USCDataScience / sparkler

Spark-Crawler: Apache Nutch-like crawler that runs on Apache Spark.
http://irds.usc.edu/sparkler/
Apache License 2.0
410 stars 143 forks source link

[SPARKLER 6] Kafka Connector Data Sink #28

Closed rahulpalamuttam closed 8 years ago

rahulpalamuttam commented 8 years ago

Addresses issue #6

Details about the PR:

To have the PR working : Need to setup kafka and have it listen on default port of 9092 on localhost. You can follow the instructions here : starting from step 2 if you already have java installed. http://www.tutorialspoint.com/apache_kafka/apache_kafka_installation_steps.htm

To verify the dumps, open up a listener on topic "sparkler" in terminal.

When running the crawl the kafka producer outputs its properties and it is quite a large string. Do we want to turn it off? @thammegowda @karanjeets

thammegowda commented 8 years ago

@rahulpalamuttam This is an awesome addition.
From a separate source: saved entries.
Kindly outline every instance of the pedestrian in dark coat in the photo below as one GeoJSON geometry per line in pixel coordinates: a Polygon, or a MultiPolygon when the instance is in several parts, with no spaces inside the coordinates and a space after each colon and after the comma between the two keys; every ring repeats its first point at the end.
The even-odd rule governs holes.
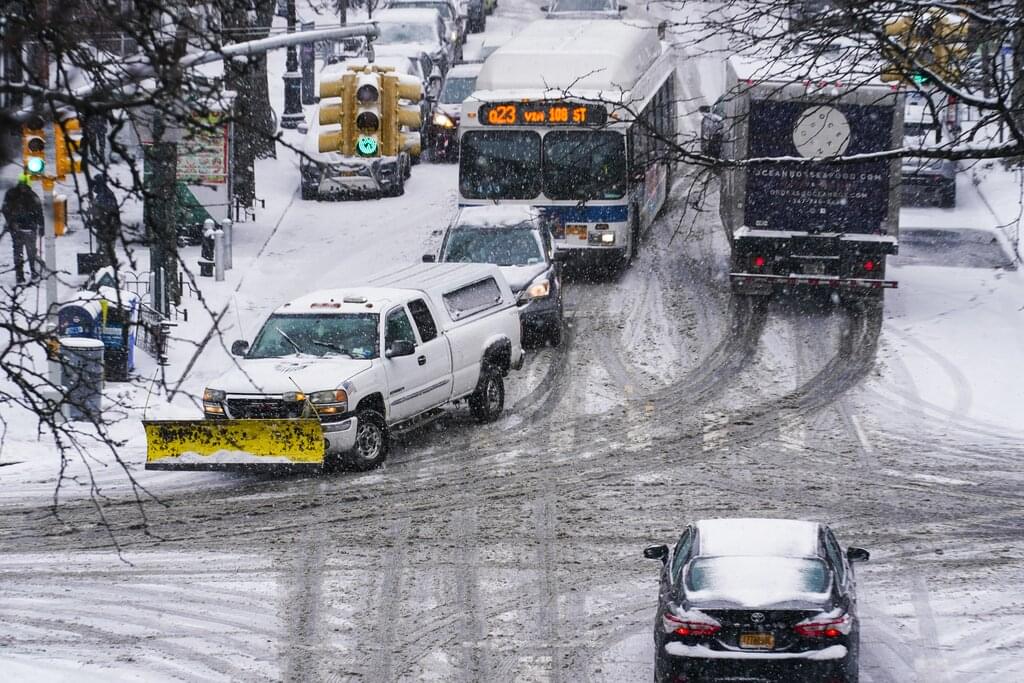
{"type": "Polygon", "coordinates": [[[0,213],[7,225],[14,246],[14,272],[18,284],[25,282],[25,260],[27,256],[32,279],[39,277],[39,236],[43,234],[43,204],[29,186],[29,177],[22,174],[18,184],[7,191],[0,213]]]}
{"type": "Polygon", "coordinates": [[[98,251],[106,255],[108,265],[114,265],[117,263],[114,249],[118,237],[121,236],[121,209],[117,204],[117,197],[102,174],[96,174],[92,179],[90,220],[93,234],[99,242],[98,251]]]}

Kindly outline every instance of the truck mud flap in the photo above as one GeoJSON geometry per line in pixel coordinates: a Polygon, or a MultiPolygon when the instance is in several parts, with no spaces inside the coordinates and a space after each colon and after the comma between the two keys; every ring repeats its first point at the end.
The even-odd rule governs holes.
{"type": "Polygon", "coordinates": [[[805,286],[834,287],[841,289],[895,289],[895,280],[873,280],[871,278],[833,277],[828,275],[765,275],[761,273],[729,273],[729,279],[737,289],[764,291],[773,287],[805,286]]]}
{"type": "Polygon", "coordinates": [[[321,470],[315,419],[144,420],[147,470],[321,470]]]}

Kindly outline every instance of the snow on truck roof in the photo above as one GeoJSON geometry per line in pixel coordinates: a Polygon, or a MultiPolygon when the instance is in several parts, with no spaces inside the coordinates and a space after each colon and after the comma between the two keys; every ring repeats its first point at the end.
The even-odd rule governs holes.
{"type": "Polygon", "coordinates": [[[496,274],[501,271],[489,263],[414,263],[351,286],[310,292],[275,313],[380,313],[410,295],[437,295],[496,274]]]}
{"type": "Polygon", "coordinates": [[[484,62],[479,91],[628,92],[661,55],[653,24],[537,21],[484,62]]]}
{"type": "Polygon", "coordinates": [[[893,90],[882,81],[877,59],[848,58],[840,55],[809,57],[765,57],[733,55],[728,59],[729,69],[740,81],[754,83],[840,83],[846,88],[884,88],[893,90]],[[873,76],[873,77],[872,77],[873,76]]]}
{"type": "Polygon", "coordinates": [[[705,519],[697,522],[701,556],[817,557],[817,522],[705,519]]]}
{"type": "Polygon", "coordinates": [[[522,223],[537,224],[538,212],[532,206],[524,204],[496,204],[485,206],[464,206],[454,225],[474,225],[481,227],[504,227],[522,223]]]}

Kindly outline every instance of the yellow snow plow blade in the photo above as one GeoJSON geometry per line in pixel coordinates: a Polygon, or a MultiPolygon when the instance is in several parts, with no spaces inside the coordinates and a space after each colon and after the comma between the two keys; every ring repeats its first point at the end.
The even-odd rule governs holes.
{"type": "Polygon", "coordinates": [[[147,470],[321,469],[315,419],[144,420],[147,470]]]}

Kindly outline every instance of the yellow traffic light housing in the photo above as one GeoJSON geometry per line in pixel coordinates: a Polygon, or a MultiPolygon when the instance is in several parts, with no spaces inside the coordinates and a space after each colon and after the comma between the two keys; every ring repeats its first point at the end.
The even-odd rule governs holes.
{"type": "Polygon", "coordinates": [[[338,126],[337,130],[320,132],[317,146],[321,152],[338,152],[345,156],[355,153],[355,85],[354,73],[320,83],[320,125],[338,126]],[[324,99],[334,98],[338,101],[324,102],[324,99]]]}
{"type": "Polygon", "coordinates": [[[34,178],[46,173],[46,131],[43,125],[42,121],[33,121],[21,129],[21,163],[34,178]]]}
{"type": "Polygon", "coordinates": [[[356,154],[361,157],[381,155],[381,76],[365,70],[356,76],[356,154]]]}
{"type": "Polygon", "coordinates": [[[420,101],[423,84],[413,76],[396,73],[381,75],[384,115],[384,154],[396,156],[406,151],[414,157],[420,154],[420,101]]]}
{"type": "Polygon", "coordinates": [[[53,126],[53,145],[57,160],[57,177],[82,172],[82,126],[78,119],[59,121],[53,126]]]}
{"type": "Polygon", "coordinates": [[[881,79],[920,87],[928,83],[927,70],[943,80],[960,80],[968,30],[966,17],[937,8],[889,19],[883,31],[897,47],[882,45],[887,63],[881,79]]]}

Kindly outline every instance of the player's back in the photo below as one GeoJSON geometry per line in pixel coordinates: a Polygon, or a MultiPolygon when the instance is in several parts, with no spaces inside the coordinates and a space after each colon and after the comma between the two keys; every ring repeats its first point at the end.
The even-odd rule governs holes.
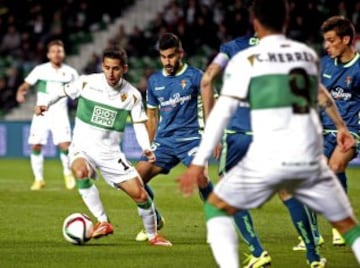
{"type": "MultiPolygon", "coordinates": [[[[221,45],[219,52],[226,54],[227,57],[231,59],[238,52],[250,46],[254,46],[258,42],[259,39],[254,35],[240,36],[221,45]]],[[[251,130],[250,111],[246,103],[243,103],[238,107],[228,123],[227,130],[230,132],[248,132],[251,130]]]]}
{"type": "MultiPolygon", "coordinates": [[[[348,128],[358,133],[360,112],[360,55],[346,64],[337,59],[325,56],[321,59],[321,82],[334,98],[341,117],[348,128]]],[[[326,129],[335,129],[325,112],[321,113],[322,123],[326,129]]]]}
{"type": "Polygon", "coordinates": [[[160,122],[157,137],[186,139],[199,137],[198,96],[202,72],[185,64],[177,75],[163,71],[149,78],[148,108],[158,108],[160,122]]]}
{"type": "Polygon", "coordinates": [[[317,60],[311,48],[276,35],[240,52],[229,63],[234,70],[247,63],[239,66],[236,85],[239,90],[248,88],[242,97],[248,96],[251,107],[253,147],[273,159],[301,163],[321,155],[317,60]],[[248,75],[245,81],[242,70],[248,75]]]}

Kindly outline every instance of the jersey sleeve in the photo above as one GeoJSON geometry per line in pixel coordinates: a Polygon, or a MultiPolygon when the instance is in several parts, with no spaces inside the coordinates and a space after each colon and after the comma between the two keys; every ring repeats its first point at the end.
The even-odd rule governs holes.
{"type": "Polygon", "coordinates": [[[148,108],[156,108],[159,106],[159,100],[154,95],[154,85],[151,78],[149,79],[148,88],[146,90],[146,104],[148,108]]]}
{"type": "MultiPolygon", "coordinates": [[[[136,90],[136,89],[134,89],[136,90]]],[[[136,92],[133,94],[134,106],[131,109],[130,115],[133,123],[141,123],[147,120],[141,94],[136,92]]]]}
{"type": "Polygon", "coordinates": [[[32,71],[25,77],[25,82],[33,86],[39,80],[39,67],[35,67],[32,71]]]}
{"type": "Polygon", "coordinates": [[[221,95],[245,99],[251,78],[251,61],[238,54],[233,57],[225,68],[221,95]]]}
{"type": "Polygon", "coordinates": [[[81,95],[82,90],[87,85],[86,77],[84,75],[80,76],[78,79],[67,83],[64,86],[65,94],[71,99],[76,99],[81,95]]]}

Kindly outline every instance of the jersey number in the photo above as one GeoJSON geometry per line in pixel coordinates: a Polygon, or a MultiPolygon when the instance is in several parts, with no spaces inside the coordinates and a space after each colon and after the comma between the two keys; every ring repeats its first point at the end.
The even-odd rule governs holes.
{"type": "Polygon", "coordinates": [[[128,170],[130,168],[129,165],[121,158],[119,158],[118,163],[123,166],[124,170],[128,170]]]}
{"type": "Polygon", "coordinates": [[[310,110],[310,78],[302,68],[295,68],[290,71],[289,85],[291,92],[302,98],[295,100],[292,104],[294,114],[307,114],[310,110]]]}

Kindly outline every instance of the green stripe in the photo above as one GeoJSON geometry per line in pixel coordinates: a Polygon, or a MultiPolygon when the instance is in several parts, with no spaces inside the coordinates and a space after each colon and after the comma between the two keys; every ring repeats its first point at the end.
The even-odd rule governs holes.
{"type": "Polygon", "coordinates": [[[123,132],[129,111],[80,97],[76,116],[87,124],[123,132]]]}
{"type": "Polygon", "coordinates": [[[39,80],[37,83],[36,83],[36,89],[38,92],[43,92],[43,93],[47,93],[46,91],[46,81],[45,80],[39,80]]]}
{"type": "MultiPolygon", "coordinates": [[[[251,79],[249,89],[249,102],[251,109],[292,107],[294,104],[304,107],[314,107],[317,102],[318,79],[309,76],[310,103],[301,96],[295,95],[290,87],[289,74],[276,74],[257,76],[251,79]]],[[[304,87],[302,77],[297,79],[298,87],[304,87]]]]}
{"type": "Polygon", "coordinates": [[[224,210],[221,210],[214,205],[209,204],[208,202],[205,203],[204,210],[207,221],[215,217],[229,217],[229,215],[224,210]]]}
{"type": "Polygon", "coordinates": [[[93,183],[89,178],[76,179],[76,186],[78,189],[89,189],[92,185],[93,183]]]}

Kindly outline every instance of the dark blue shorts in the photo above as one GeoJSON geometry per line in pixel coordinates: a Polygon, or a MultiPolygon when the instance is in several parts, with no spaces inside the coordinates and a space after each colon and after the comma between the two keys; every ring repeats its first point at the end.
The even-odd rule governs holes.
{"type": "MultiPolygon", "coordinates": [[[[356,140],[356,147],[355,147],[355,154],[354,157],[357,156],[358,152],[359,152],[359,136],[357,134],[354,134],[353,132],[351,132],[356,140]]],[[[327,157],[327,159],[330,159],[332,153],[335,150],[335,147],[337,145],[337,141],[336,141],[336,134],[337,132],[334,131],[329,131],[329,130],[325,130],[324,131],[324,155],[327,157]]]]}
{"type": "MultiPolygon", "coordinates": [[[[174,138],[161,138],[153,141],[151,149],[156,156],[155,165],[163,168],[163,173],[167,174],[180,162],[189,166],[197,152],[200,144],[200,137],[191,140],[176,140],[174,138]]],[[[141,161],[147,161],[146,157],[141,157],[141,161]]]]}
{"type": "Polygon", "coordinates": [[[234,167],[246,154],[252,141],[252,135],[243,132],[226,133],[223,136],[219,163],[219,175],[234,167]]]}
I was able to test and get this working. This is amazing, we can now start the crawl somewhere on the cluster and stream out the crawl data to our applications.

Just one small modification is necessary before the merge: Currently, the kafka topic used is sparkler. Could you update the code to make use of sparkler/<jobid> as the topic name for publishing the output. Suggestion:You may put sparkler/%s as config value in config file and then at run time, just format %s with jobid (that way users can change it to anything they want).

FYI, to get the job id just call getter method on SparklerJob object.

rahulpalamuttam commented 8 years ago

@thammegowda kafka doesn't allow forward slash. Take a look at line 29 in Kafka source here : https://github.com/apache/kafka/blob/trunk/core/src/main/scala/kafka/common/Topic.scala#L29

How about sparkler_%s. We can't do just %s as a yaml property as yaml doesn't like that.

thammegowda commented 8 years ago

Awesome PR. Thanks @rahulpalamuttam